魚へんに弱いと書いて鰯。イワシという魚は他の魚と比べてもかなり弱い魚らしい。
水族館で飼育をするために、海から運んで大きな水槽へと移すだけでも弱ってしまうという。
そんないわしにとって、外敵も多い中、大海原で生き続けるのはさぞかし大変なことなのだろう。
故に、いわしは大きな群れを作って、大きな生き物が動くかの如く姿を変えながら進んでいく。
大きな群れになると、デメリットもある。外敵は遠くからでもイワシがいることがわかるからだ。
でも近くに寄った時、沢山のイワシが群れていると、その中の一匹に的を絞るのは大変のようだ。
結果、一匹でいるよりも、群れていた方が捕食される確率が低いらしい。うまくできている。

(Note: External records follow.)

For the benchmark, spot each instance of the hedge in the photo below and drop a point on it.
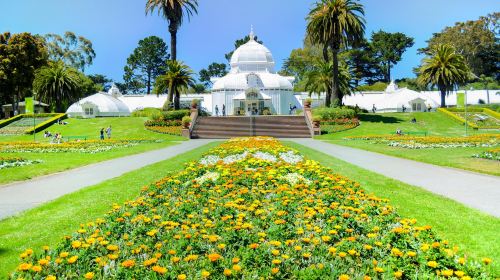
(46, 123)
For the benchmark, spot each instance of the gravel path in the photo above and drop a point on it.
(479, 191)
(21, 196)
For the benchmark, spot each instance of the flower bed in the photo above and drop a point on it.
(251, 208)
(7, 162)
(90, 146)
(491, 154)
(424, 142)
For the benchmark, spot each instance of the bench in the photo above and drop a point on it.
(415, 133)
(69, 138)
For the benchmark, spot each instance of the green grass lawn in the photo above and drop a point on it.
(122, 128)
(47, 224)
(475, 233)
(436, 124)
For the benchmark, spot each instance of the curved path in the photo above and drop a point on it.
(479, 191)
(21, 196)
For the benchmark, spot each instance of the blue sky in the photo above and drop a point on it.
(115, 26)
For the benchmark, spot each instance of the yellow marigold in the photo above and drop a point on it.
(447, 273)
(344, 277)
(486, 261)
(72, 259)
(432, 264)
(236, 267)
(159, 269)
(128, 263)
(214, 257)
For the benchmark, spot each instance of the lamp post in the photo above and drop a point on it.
(34, 106)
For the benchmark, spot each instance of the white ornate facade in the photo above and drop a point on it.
(252, 87)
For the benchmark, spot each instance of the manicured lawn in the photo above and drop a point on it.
(434, 123)
(47, 224)
(475, 233)
(122, 128)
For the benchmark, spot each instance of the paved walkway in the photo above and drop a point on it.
(479, 191)
(21, 196)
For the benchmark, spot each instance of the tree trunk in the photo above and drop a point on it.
(443, 95)
(335, 79)
(172, 28)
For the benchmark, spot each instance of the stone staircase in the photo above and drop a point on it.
(274, 126)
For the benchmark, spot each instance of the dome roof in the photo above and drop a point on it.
(104, 102)
(252, 57)
(242, 81)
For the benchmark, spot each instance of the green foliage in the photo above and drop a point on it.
(388, 48)
(326, 114)
(56, 84)
(336, 24)
(20, 56)
(173, 11)
(146, 62)
(74, 51)
(378, 86)
(476, 40)
(444, 68)
(214, 70)
(177, 79)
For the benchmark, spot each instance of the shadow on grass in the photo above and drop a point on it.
(378, 119)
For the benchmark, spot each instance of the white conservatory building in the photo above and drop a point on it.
(252, 87)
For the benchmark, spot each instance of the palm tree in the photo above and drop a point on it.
(320, 79)
(177, 79)
(57, 83)
(337, 24)
(173, 11)
(444, 68)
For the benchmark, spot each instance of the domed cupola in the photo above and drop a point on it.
(252, 57)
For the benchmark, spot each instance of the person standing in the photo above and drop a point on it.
(108, 132)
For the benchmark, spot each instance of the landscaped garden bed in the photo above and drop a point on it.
(8, 162)
(252, 208)
(90, 146)
(424, 142)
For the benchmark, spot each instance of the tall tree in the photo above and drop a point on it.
(20, 56)
(444, 68)
(177, 79)
(147, 61)
(173, 11)
(75, 51)
(238, 43)
(336, 24)
(214, 70)
(388, 48)
(477, 40)
(58, 84)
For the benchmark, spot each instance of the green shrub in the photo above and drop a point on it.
(175, 115)
(334, 113)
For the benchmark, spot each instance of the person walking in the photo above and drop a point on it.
(108, 132)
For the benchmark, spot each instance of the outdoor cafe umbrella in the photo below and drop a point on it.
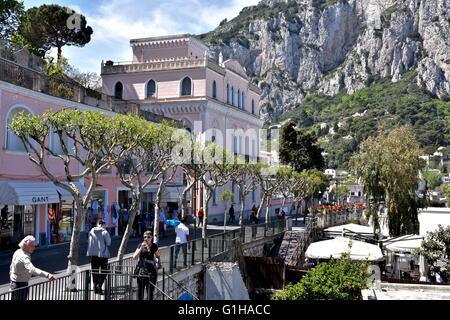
(351, 228)
(407, 243)
(335, 248)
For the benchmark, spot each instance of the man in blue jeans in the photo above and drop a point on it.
(181, 242)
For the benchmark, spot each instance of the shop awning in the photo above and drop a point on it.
(350, 228)
(407, 243)
(27, 193)
(66, 195)
(335, 248)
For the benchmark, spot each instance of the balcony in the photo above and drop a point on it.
(68, 89)
(111, 67)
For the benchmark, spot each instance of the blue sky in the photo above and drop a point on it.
(115, 22)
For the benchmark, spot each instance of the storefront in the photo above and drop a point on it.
(23, 203)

でもどうして、あんなに沢山のイワシがぶつからずにすごいスピードで泳ぎ続けられるのだろうか。
どうやらイワシの側面についている水の流れや圧力を感じる側線という器官が活躍している。
この器官によって、周りのイワシとのつかず離れずな距離を保つことができるのだ。
でもイワシにリーダーがいて、群れの統率をとっているわけではない。それぞれが感じて動いた集積だ。
要は、それぞれのイワシにとっては、沢山の仲間のイワシに囲まれている状態が心地いい。
もし、それぞれのイワシが考えて行動していたのなら、こんな不規則な動きにはならない。
条件反射的な動きが、あちこちで続いて重なっていくと、不規則な群れの動きが生まれる。
自然を見ていると色々と勉強になる。街づくりなどに応用して役立てることもできると思う。
できたら、相対的に弱い地場の中小企業の新たな活躍の仕方を生み出すのにも使っていきたい。
誰もがわかるシンプルな活動、考えずに条件反射的にできる活動。こうした活動をみんなでやる。
そうすると、活動が積み重なり、うねりとなって街を包み込む。こんなことが起こせるかもしれない。
毎日の新たな習慣、日常のほんの少しの隙間時間にできること。このへんにもヒントがありそうだ。
大きな資本投下を前提にした事業拡大ではない、新たなちいさな事業の量産方法を考えてみたい。